Но старость — это старость, и если человеку недавно стукнуло пятьдесят восемь лет и он встал чуть свет, ездил в ломбард и спорил с приемщиком, то, когда он возвращается домой, ему уже не до молодости, — ему дай бог только добраться до дивана и вытянуть усталые ноги.

А когда он добрался до дивана и вытянул усталые ноги, то сразу стал похрапывать.

Проснувшись, он заметил свою молодость.

Она валялась возле дивана на полу, рядом с войлочными туфлями.

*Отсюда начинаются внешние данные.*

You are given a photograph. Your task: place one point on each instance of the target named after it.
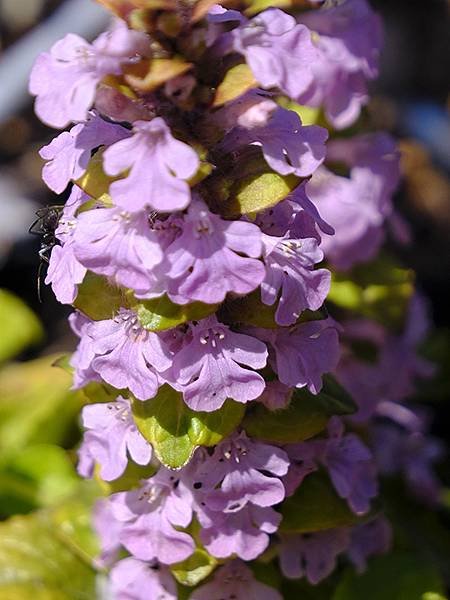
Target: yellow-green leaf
(161, 313)
(174, 430)
(315, 506)
(95, 181)
(238, 80)
(98, 299)
(195, 568)
(306, 416)
(19, 326)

«Что мне с ней делать? — думал он. — Только сор от нее…»

И велел вынести ее в чулан.

— Как, дедушка, вы хотите выбросить свою молодость, так и не насладившись ею? — спросили у него внучатые племянники.

— Что ж поделать, — вздохнул он, — зато я стал профессором, которого знает весь город.

А в полдень ему позвонили по телефону и сообщили, что его желает видеть академик, которого знает весь мир.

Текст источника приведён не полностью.